El control del gusto
Luis Eliseo Altamira

Los Molina eran una familia culta de perfil bajo. El abuelo de Juana le recomendaba a Conrado Nalé Roxlo que leyera el Ulises de Joyce. Un hermano de aquél tocaba tangos a la manera de Ravel. La abuela acostumbraba a narrar las situaciones cotidianas que le tocaba vivir representándolas (cuando apareció Niní Marshall, su esposo le dijo: "Vos sabés, Odilia, hay una mujer en la radio que hace igual lo que hacés vos"). En fin: la lucidez estética de los Molina (y los valores descalificadores con que juzgaban lo que no era estético) fueron revelándole a Juana la belleza en el mundo, a la vez que una visión excesivamente prejuiciosa. "En casa el chocolate Aero ¡no! – le supo decir a María Moreno, en un reportaje publicado en Página / 12 -. ¡Tenía que ser Suflair!".

"Mi primer recuerdo del control del gusto – rememora Caetano Veloso en Verdad Tropical, su autobiografía -, o de la educación estética por medio de la humillación, o del esnobismo cultural, se remonta a mi temprana infancia, cuando mis hermanos se rieron de mí por admirar sin reservas a Vicente Celestino, sus melodías, su gran voz. En los años cuarenta – por lo menos dentro de mi familia -, los dramones cantados con voz impostada eran considerados ridículamente vulgares"

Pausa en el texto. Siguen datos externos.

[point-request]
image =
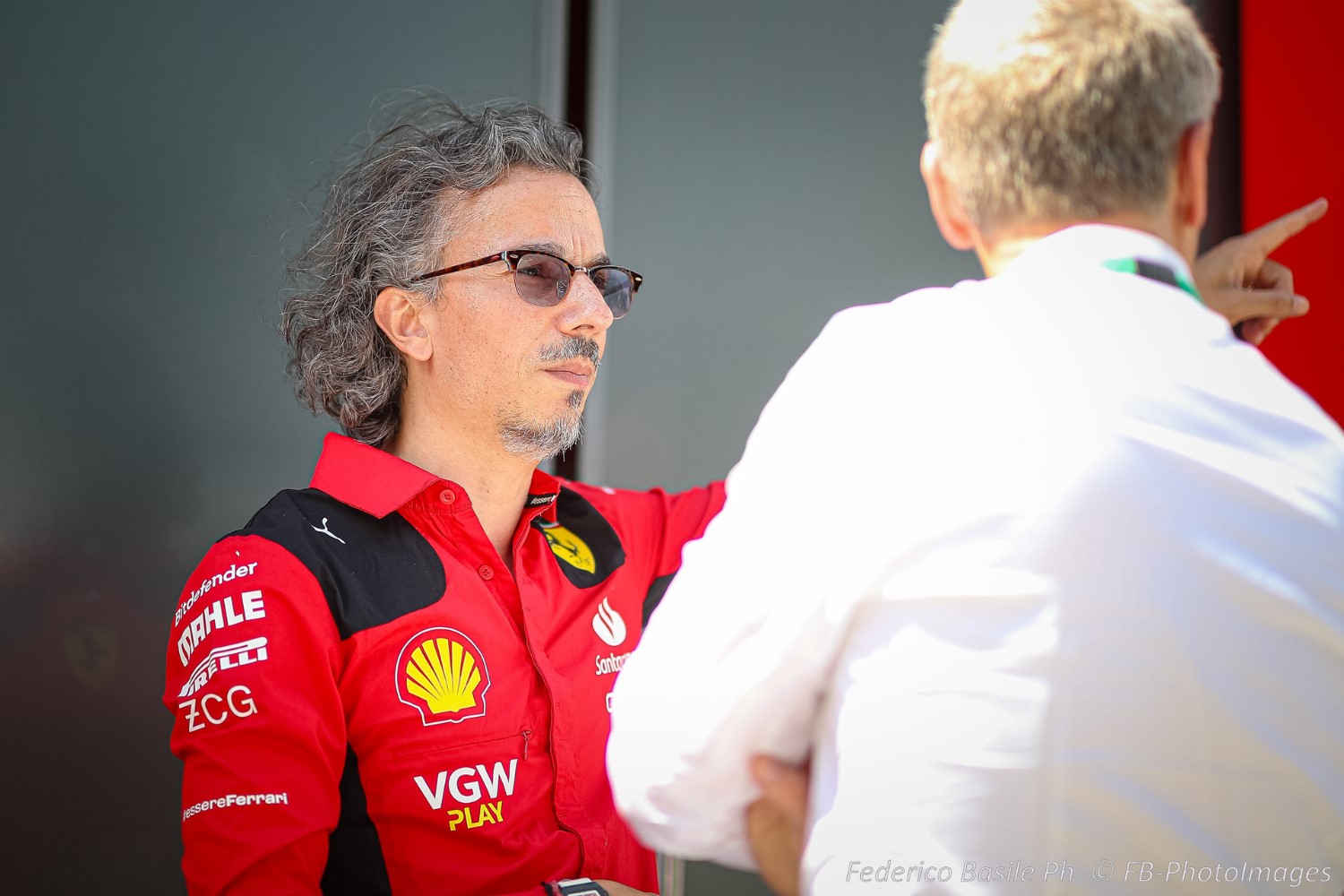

Es probable que Caetano haya reaccionado ya por entonces - en defensa de la hermosura irreprochable de ciertos estados del sentir que se alcanzan a través del canto - contra estos valores estéticos. Sabemos que en su adolescencia, cuando era el cantante preferido por todos en la escuela de Santo Amaro, "imitaba muy convincentemente el acento portugués y los arabescos vocales de las cantantes de fado, habilidad que conseguía que la platea olvidara cuán ridícula solía considerarse la música portuguesa, se dejara conmover por ella y me ovacionase".
Caetano grabó su primer disco tropicalista, Caetano Veloso, en 1967, y meses antes del golpe de estado de 1968 (por el que se verían obligados él y Gilberto Gil a abandonar su país), Tropicalia, el L.P. manifiesto del movimiento. "En la concepción de Tropicalia - cuenta Caetano - existía el plan de grabar una vieja canción brasileña que estuviese totalmente desprestigiada". Lo considerado vulgar, vergonzoso y hasta despreciable solía ser reivindicado por los tropicalistas, convencidos de que estas manifestaciones eran sintomáticas de algo que estaba por revelarse de la cultura brasileña y del Brasil.
La canción totalmente desprestigiada elegida por los tropicalistas para su disco manifiesto, e interpretada por Caetano, fue la hiper sentimental Coracao materno, uno de los mayores éxitos de Vicente Celestino. "No necesité volver a aprenderla. El arreglo del músico de vanguardia Rogerio Duprat le restituyó la dignidad y le confirió solemnidad a un tema execrable, y eso resaltó mi interpretación, tremendamente sincera y sobria".